Websocket Connection with the Azure Cognitive Services Speech-to-Text service.

The SpeechSDK internals is straightforward and works like this:

  1. Open a websocket connection to the Azure Cognitive Services Speech-to-Text service.
  2. The client sends a ExAzureSpeech.Common.Messages.SpeechConfigMessage informing the basic configuration for the recognition.
  3. The client sends a ExAzureSpeech.SpeechToText.Messages.SpeechContextMessage to configure the context of the recognition, with language, if it should run a pronunciation assessment and so on.
  4. The Server process the data and answers with a speech.startDetected followed by a turn.start message, indicating that its ready to receive the audio input.
  5. The client sends the audio input in chunks using the ExAzureSpeech.Common.Messages.AudioMessage message.
  6. The client sends a ExAzureSpeech.Common.Messages.AudioMessage.end_of_stream message to indicate the end of the audio input. (optional)
  7. The client waits for the recognition response, which is a JSON object with the recognition result and optionally the pronunciation assessment.
  8. The server sends a speech.endDetected message followed by a turn.end message, indicating that the recognition is over.

Summary

Types

All possible responses from the Azure Cognitive Services Speech-to-Text service.

Functions

Opens a WebSocket connection with the Azure Cognitive Services Speech-to-Text service.

Types

@type expected_responses() ::
  :speech_start_detected
  | :turn_start
  | :speech_hypothesis
  | :speech_end_detected
  | :speech_phrase
  | :turn_end

All possible responses from the Azure Cognitive Services Speech-to-Text service.

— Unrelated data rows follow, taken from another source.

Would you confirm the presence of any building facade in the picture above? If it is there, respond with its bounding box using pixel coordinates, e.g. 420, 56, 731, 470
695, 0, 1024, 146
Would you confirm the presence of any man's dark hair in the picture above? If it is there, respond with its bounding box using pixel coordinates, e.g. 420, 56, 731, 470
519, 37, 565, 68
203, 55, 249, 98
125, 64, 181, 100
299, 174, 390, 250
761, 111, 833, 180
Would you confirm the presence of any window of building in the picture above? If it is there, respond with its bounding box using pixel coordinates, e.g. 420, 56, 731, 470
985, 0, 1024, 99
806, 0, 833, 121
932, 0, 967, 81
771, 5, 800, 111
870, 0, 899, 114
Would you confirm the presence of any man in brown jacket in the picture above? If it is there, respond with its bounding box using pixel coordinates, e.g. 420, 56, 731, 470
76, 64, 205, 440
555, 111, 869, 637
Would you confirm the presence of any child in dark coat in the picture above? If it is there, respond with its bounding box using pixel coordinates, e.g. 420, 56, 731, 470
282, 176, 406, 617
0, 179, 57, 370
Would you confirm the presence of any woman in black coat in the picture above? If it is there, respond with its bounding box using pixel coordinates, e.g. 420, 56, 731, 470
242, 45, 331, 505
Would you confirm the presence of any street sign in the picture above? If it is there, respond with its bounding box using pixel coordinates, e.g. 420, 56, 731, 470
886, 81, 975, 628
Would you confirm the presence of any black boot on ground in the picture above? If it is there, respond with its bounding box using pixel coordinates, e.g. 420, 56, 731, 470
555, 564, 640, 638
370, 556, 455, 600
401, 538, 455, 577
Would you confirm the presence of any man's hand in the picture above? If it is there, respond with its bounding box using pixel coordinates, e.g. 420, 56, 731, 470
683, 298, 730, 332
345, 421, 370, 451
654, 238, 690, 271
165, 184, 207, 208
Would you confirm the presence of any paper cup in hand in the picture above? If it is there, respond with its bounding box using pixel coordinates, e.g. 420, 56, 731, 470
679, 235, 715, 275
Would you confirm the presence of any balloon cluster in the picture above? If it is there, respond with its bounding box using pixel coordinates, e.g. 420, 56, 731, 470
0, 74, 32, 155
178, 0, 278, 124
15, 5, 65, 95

speech_start_detected: The server accepted the speech configs and contexts and will start a recognition turn.
turn_start: The server started a recognition turn and is waiting for audio input.
speech_hypothesis: The server is processing the audio input and has a hypothesis already processed
speech_end_detected: The server detected the end of the speech input and will return the results.
speech_phrase: The server has a recognition result.
turn_end: The server ended the recognition turn and the connection is ready for a new recognition turn or to being closed.

Functions

Link to this function

open_connection(opts, context_config, stream)

View Source

Opens a WebSocket connection with the Azure Cognitive Services Speech-to-Text service.